The other day on Facebook, every septuagenarian’s favorite social media platform, I posted this confession:
“I’ve just come to the terrible realization that I’m a professional dilettante!”
I meant the quip, of course, to be humorous given the oxymoronic pairing of professional, denoting lucrative compensation for someone who can claim to be an expert, and dilettante, which describes a poser, an amateur who dabbles in the arts.[1]
A few kind responders begged to differ, claiming that I was the real deal, which I appreciate, but don’t buy, especially when it comes to what I have come to call my “fake paintings,” which are essentially photocollages filtered to look like paintings and printed on canvases. Not that they’re not eye-catching in a good way. My friend the painter and filmmaker David Boatwright — the antithesis of a dilletante — finds them amusing.[2] So even though I call them “fake,” I do think they qualify as “art,” but it’s amateur art. When in a groove, I can crank one out in a couple of hours.[3] David, on the other hand, toils over his canvases and murals for months, not ceasing until every last miniscule detail is right.
Which brings me to the central subject of these ramblings — AI generated illustrations.
A while back a Facebook friend lamented that AI-generated “art” was going to put people like me out of business, but I begged to differ. “AI hasn’t listened to Tom Waits while smoking Thai sticks,” I responded. It can’t, by its very essence, be original. It ain’t got soul.
Last night my wife Caroline and I were looking at my two latest canvases, and I said, “There’s no way AI could come up with either one of these.”
“Let’s do a little experiment and see what AI comes up with,” she said.
So we did, prompting the software to create something similar.
Before we begin the comparison, I’ll explain briefly how I go about making a fake painting.
I start with a high resolution photograph. In my latest (see below) TGIF Chico Feo, I took a photo of the bar area when I was the only customer in the establishment.
I upload the photograph to Photoshop and add an artistic filter, in this case, the “Dry Brush” filter.
Almost always, I have no preconceived notions about what I’m looking to create. In this case, I googled “pulp cover paperbacks bar scenes” and scored the couple kissing from a novel entitled Divorce. Of course, the man wasn’t leaning over a bar to kiss his lover, but I determined I might be able to cut the couple out and paste them into the photo, and, damn, it worked. Next, I found the woman sitting to the couple’s left and did likewise, and once again, I was successful.
I thought it might be amusing to have an organ grinder in the foreground, but I couldn’t find any illustrations that suited; however, I did find the begging monkey with the cup and tried him in various locations until I hit upon placing him on the bar, interrupting the passionate kiss.
I decided to place a large figure in the foreground and went Screaming-Jay-Hawkins hunting. I experimented with various Hawkins iterations, but the vibe wasn’t right, and then the proverbial cartoon light bulb went off above my fedora. Louis Armstrong, Satchmo!
And boom![4]
So here are my TGIF Chico Feo and AI’s response to the prompt “create a picture of Louis Armstrong playing at a beach bar.”

See what I mean.
One more example.
Two of my favorite artists are Bruegel the Elder and Hironimus Bosch.
I took a photo of our living room, which struck me as sort of Flemish-looking so I peopled it with Bosch figures, being in a mocking post-election funk.
Here’s the final product.

And here’s what AI came up with when prompted “Boschian style weird people and one Boschian monster in a regular modern beach house living room.”

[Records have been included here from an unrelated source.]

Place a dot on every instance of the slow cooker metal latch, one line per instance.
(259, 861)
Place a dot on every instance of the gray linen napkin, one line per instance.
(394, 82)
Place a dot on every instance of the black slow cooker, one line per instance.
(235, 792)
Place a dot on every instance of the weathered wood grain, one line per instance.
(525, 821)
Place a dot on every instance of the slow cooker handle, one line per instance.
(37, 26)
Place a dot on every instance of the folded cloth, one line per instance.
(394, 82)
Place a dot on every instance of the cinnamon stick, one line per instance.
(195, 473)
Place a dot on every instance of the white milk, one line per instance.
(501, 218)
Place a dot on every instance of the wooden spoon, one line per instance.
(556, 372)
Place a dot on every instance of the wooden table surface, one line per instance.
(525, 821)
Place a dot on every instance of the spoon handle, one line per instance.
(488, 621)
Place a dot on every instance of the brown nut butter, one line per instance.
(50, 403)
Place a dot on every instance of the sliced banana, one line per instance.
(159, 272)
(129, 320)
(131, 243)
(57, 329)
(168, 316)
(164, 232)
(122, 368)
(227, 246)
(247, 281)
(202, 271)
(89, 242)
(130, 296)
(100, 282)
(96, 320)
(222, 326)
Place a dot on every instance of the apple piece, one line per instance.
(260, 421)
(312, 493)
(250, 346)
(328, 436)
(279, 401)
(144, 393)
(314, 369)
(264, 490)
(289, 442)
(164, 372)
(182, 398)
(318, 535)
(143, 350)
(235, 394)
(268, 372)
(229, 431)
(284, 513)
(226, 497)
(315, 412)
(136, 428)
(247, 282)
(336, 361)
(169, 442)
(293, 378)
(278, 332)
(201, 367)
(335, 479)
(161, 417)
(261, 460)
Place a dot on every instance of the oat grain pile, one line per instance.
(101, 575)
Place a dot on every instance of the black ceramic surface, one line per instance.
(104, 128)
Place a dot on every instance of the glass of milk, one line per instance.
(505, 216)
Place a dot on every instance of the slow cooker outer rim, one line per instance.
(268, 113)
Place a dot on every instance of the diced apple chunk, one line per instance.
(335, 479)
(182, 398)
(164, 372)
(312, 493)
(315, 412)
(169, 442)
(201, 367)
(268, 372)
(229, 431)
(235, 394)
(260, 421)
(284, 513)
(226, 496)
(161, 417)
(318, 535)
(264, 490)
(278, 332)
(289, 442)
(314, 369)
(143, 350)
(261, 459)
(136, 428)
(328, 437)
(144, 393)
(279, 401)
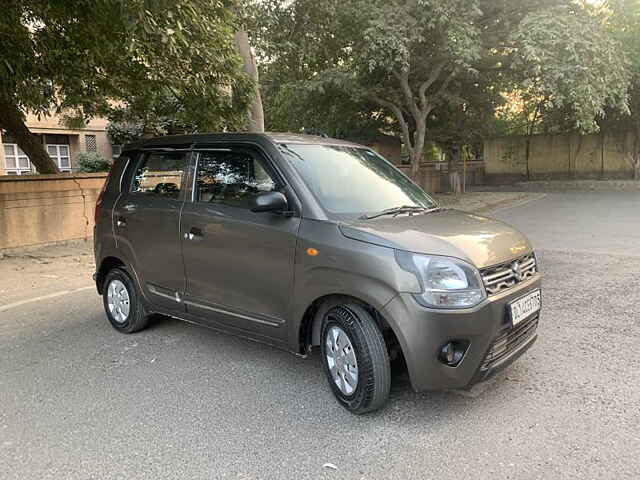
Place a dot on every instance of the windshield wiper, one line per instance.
(410, 209)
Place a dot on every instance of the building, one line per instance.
(61, 143)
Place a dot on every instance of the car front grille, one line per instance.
(501, 277)
(509, 341)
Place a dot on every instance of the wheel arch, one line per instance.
(310, 324)
(106, 265)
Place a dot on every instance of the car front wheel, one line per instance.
(355, 358)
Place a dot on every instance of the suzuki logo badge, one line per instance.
(517, 272)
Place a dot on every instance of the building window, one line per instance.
(60, 155)
(16, 161)
(90, 143)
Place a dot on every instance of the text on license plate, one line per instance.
(524, 307)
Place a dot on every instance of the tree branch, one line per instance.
(403, 78)
(446, 82)
(422, 91)
(397, 111)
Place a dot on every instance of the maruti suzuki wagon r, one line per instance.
(302, 242)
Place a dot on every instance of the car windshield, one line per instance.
(352, 181)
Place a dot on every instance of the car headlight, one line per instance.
(446, 282)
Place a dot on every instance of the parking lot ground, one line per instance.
(81, 401)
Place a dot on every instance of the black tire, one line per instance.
(374, 371)
(137, 318)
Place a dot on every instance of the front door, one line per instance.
(147, 224)
(239, 264)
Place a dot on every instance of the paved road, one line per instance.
(80, 401)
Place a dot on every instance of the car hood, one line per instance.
(479, 240)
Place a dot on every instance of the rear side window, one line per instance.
(160, 174)
(231, 178)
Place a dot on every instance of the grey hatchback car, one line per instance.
(300, 242)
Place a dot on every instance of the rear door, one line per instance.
(239, 264)
(147, 224)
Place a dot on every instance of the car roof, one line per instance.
(204, 138)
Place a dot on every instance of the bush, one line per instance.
(90, 162)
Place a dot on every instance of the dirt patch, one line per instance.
(45, 270)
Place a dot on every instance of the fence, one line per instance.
(558, 156)
(40, 209)
(433, 177)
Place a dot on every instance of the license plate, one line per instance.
(524, 307)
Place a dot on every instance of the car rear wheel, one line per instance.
(122, 303)
(355, 358)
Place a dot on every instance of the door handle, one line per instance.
(195, 233)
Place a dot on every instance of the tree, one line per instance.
(625, 26)
(404, 56)
(256, 117)
(570, 70)
(85, 57)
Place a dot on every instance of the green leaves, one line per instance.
(92, 55)
(566, 58)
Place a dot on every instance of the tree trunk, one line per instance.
(12, 121)
(454, 175)
(256, 120)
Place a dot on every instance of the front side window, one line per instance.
(16, 161)
(351, 181)
(160, 174)
(231, 177)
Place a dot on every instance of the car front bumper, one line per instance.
(493, 342)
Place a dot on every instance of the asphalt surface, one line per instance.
(81, 401)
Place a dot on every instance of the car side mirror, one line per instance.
(269, 202)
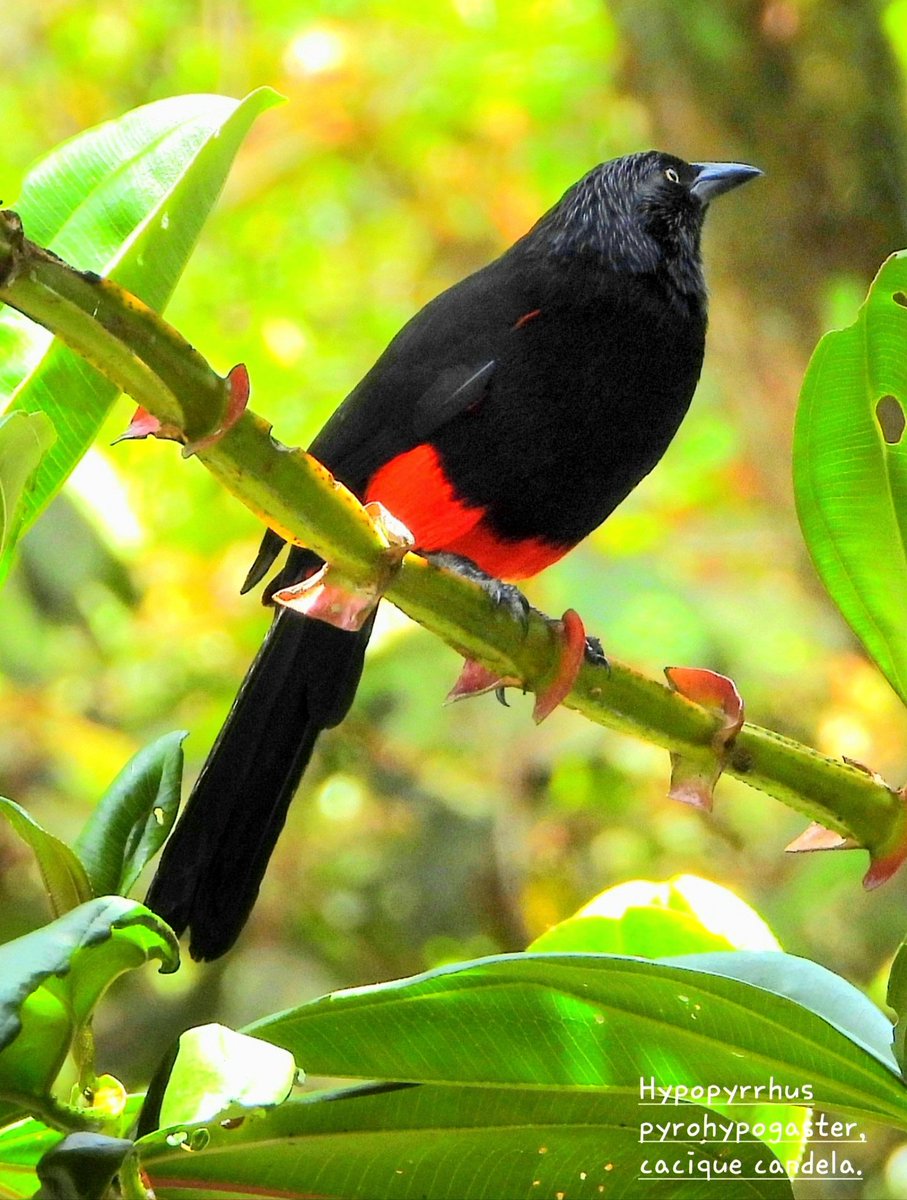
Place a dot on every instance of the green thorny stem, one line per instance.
(149, 360)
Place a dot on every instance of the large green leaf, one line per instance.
(220, 1073)
(64, 876)
(851, 469)
(132, 820)
(684, 916)
(446, 1144)
(52, 979)
(593, 1023)
(125, 199)
(24, 441)
(20, 1147)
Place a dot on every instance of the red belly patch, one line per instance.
(413, 486)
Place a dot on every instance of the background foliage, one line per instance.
(416, 142)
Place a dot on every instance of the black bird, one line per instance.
(502, 425)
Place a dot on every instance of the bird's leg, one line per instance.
(506, 595)
(574, 646)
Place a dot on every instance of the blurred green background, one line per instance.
(416, 142)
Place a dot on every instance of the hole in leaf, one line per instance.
(890, 419)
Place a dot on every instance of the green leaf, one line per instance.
(24, 441)
(64, 876)
(684, 916)
(133, 817)
(589, 1023)
(52, 979)
(20, 1147)
(24, 1144)
(811, 985)
(220, 1073)
(444, 1143)
(851, 469)
(82, 1165)
(126, 199)
(896, 1000)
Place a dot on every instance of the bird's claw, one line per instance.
(594, 654)
(572, 649)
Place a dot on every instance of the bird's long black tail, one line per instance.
(301, 682)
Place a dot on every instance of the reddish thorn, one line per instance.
(240, 387)
(572, 651)
(527, 317)
(326, 599)
(817, 837)
(475, 681)
(238, 390)
(146, 425)
(882, 869)
(713, 691)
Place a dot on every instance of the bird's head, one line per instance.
(642, 214)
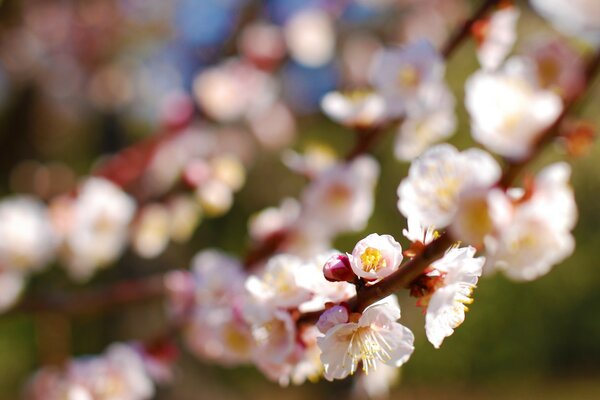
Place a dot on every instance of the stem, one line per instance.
(411, 270)
(465, 30)
(515, 168)
(94, 300)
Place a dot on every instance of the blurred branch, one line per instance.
(95, 299)
(366, 139)
(407, 273)
(464, 31)
(515, 168)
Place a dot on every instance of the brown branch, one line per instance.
(96, 299)
(465, 30)
(516, 167)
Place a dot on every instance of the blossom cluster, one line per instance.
(123, 372)
(296, 308)
(89, 229)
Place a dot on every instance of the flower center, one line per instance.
(372, 260)
(408, 76)
(369, 346)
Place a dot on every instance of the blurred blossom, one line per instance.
(357, 52)
(508, 112)
(315, 159)
(63, 77)
(118, 374)
(185, 215)
(110, 87)
(177, 110)
(151, 231)
(446, 289)
(263, 45)
(439, 177)
(274, 127)
(98, 230)
(430, 119)
(433, 20)
(173, 156)
(574, 17)
(27, 238)
(496, 36)
(229, 170)
(378, 4)
(215, 197)
(558, 67)
(399, 73)
(282, 10)
(376, 384)
(536, 233)
(341, 198)
(233, 89)
(145, 11)
(206, 22)
(359, 109)
(310, 37)
(154, 79)
(304, 87)
(374, 338)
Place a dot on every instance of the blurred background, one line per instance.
(80, 80)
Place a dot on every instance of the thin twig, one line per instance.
(96, 299)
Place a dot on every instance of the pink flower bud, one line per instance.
(337, 268)
(332, 317)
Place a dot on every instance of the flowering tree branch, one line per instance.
(515, 168)
(465, 30)
(411, 270)
(95, 299)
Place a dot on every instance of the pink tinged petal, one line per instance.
(335, 356)
(334, 316)
(338, 269)
(444, 314)
(399, 341)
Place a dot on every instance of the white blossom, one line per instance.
(430, 118)
(280, 283)
(310, 37)
(497, 37)
(398, 73)
(455, 277)
(356, 109)
(574, 17)
(340, 199)
(98, 232)
(376, 257)
(220, 334)
(418, 233)
(322, 290)
(218, 278)
(374, 338)
(508, 113)
(27, 239)
(436, 180)
(119, 374)
(536, 236)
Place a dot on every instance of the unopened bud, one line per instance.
(337, 269)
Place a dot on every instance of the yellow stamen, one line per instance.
(372, 260)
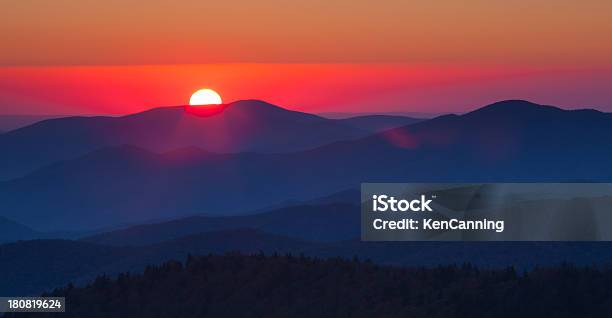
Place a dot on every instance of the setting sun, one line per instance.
(205, 97)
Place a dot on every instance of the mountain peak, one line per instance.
(513, 106)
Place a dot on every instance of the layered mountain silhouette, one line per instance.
(328, 222)
(243, 126)
(32, 267)
(13, 231)
(506, 141)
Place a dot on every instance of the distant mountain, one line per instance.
(242, 126)
(507, 141)
(331, 222)
(31, 267)
(13, 231)
(378, 123)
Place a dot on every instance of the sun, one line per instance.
(205, 96)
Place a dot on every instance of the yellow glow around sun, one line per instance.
(205, 97)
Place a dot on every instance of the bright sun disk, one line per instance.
(205, 97)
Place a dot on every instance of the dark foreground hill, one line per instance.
(288, 286)
(32, 267)
(11, 231)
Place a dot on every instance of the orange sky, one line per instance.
(60, 32)
(306, 87)
(111, 57)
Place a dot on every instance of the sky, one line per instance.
(116, 57)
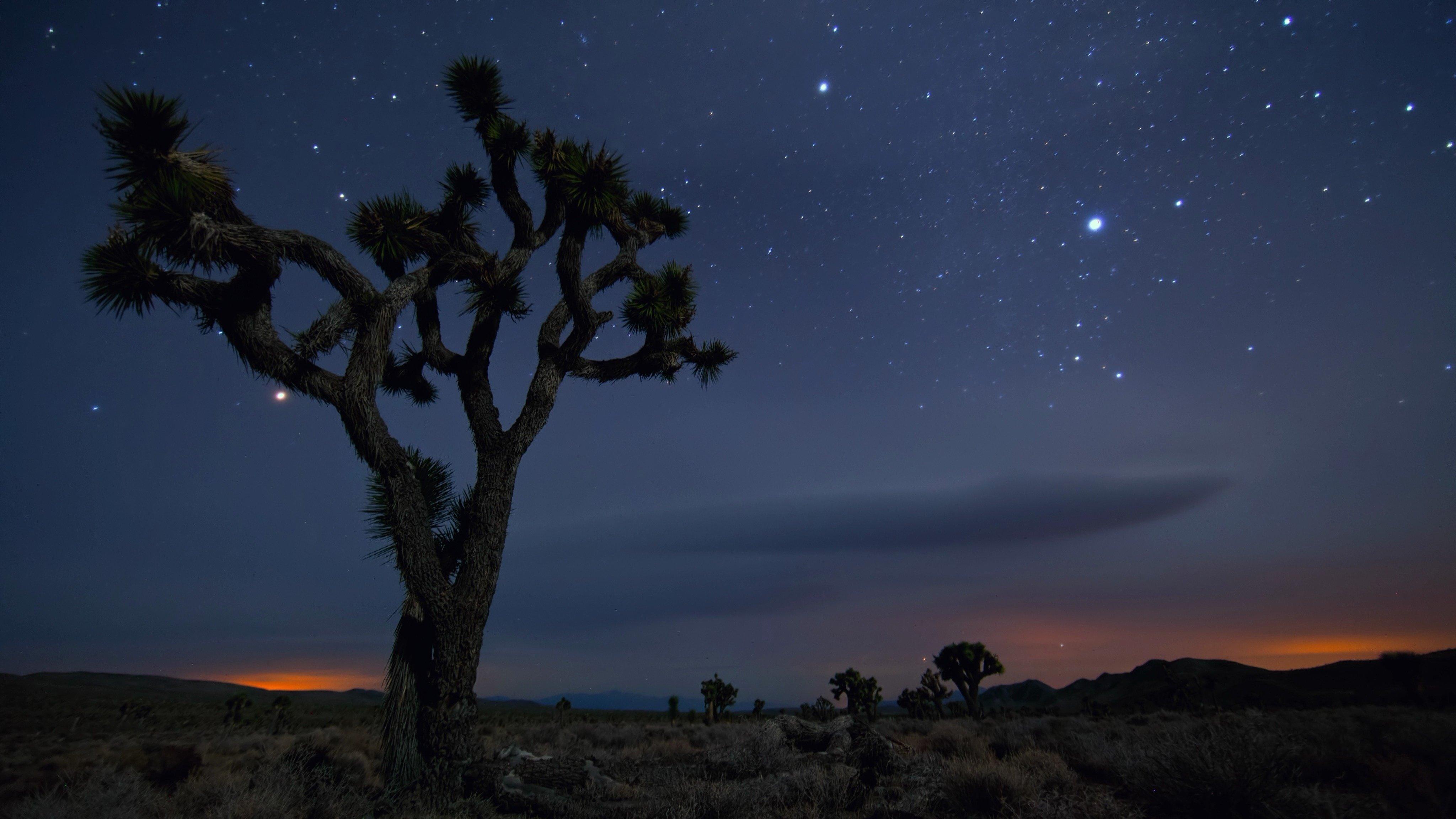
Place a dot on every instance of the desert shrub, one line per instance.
(753, 753)
(111, 793)
(829, 789)
(1087, 803)
(956, 741)
(985, 787)
(1044, 767)
(1221, 770)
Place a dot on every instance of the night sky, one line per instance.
(1097, 331)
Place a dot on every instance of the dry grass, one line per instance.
(1344, 764)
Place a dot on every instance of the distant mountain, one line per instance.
(602, 701)
(1190, 682)
(152, 687)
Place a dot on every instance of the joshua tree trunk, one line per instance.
(183, 241)
(973, 697)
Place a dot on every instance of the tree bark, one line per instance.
(449, 707)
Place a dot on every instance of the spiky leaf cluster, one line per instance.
(442, 505)
(506, 296)
(465, 193)
(662, 305)
(710, 359)
(118, 277)
(174, 203)
(145, 133)
(648, 212)
(475, 88)
(593, 184)
(405, 375)
(506, 139)
(392, 231)
(861, 693)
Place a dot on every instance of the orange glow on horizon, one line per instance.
(1355, 646)
(304, 680)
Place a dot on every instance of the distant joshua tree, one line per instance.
(862, 694)
(718, 696)
(916, 703)
(935, 691)
(283, 713)
(183, 241)
(235, 706)
(966, 665)
(823, 710)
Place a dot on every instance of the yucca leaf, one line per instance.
(118, 276)
(405, 375)
(506, 298)
(475, 86)
(593, 184)
(507, 139)
(437, 486)
(391, 231)
(710, 359)
(644, 209)
(465, 187)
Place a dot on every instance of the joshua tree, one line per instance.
(183, 242)
(935, 691)
(282, 709)
(823, 710)
(916, 703)
(862, 694)
(235, 706)
(718, 696)
(966, 665)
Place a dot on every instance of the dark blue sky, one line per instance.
(1221, 425)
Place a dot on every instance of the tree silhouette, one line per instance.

Of course, AI is likely to put some illustrators out of business. In fact, because Caroline subscribes to AI software, I might ask her to provide me images to illustrate some of my blog posts. However, for book covers, I always prefer scruffy over slick.


Which cover would you guess Caroline and I chose?
[1] The awkwardly phrased sentence this footnote references is proof in and of itself of my dilettantism. A professional, a true wordsmith, would devote time to express these ideas in a more cogent fashion, spending perhaps an hour or so insuring that every word was in its proper place and that the clauses melded in pleasant fluidity. but [cue Bob Dylan]. “[That] ain’t me, babe.
[2] BTW, David has written a screenplay for a 15-minute film based on the poolroom chapter of my novel Today, Oh Boy and is just 50K short of having the funds to start production, so if you happen to be wealthy and want to be an art patron and contribute to making a really cool indie film, contact me, and I’ll forward your info to David.
[3] I have had a one-man show at Studio Open and have sold a couple of dozen, two of which went for $500, so there’s that.
[4] I also Hitchcock like, try to make a cameo appearance in the “paintings.” In this case, it’s the cover photo of my next book Long Ago Last Summer. Can you find it?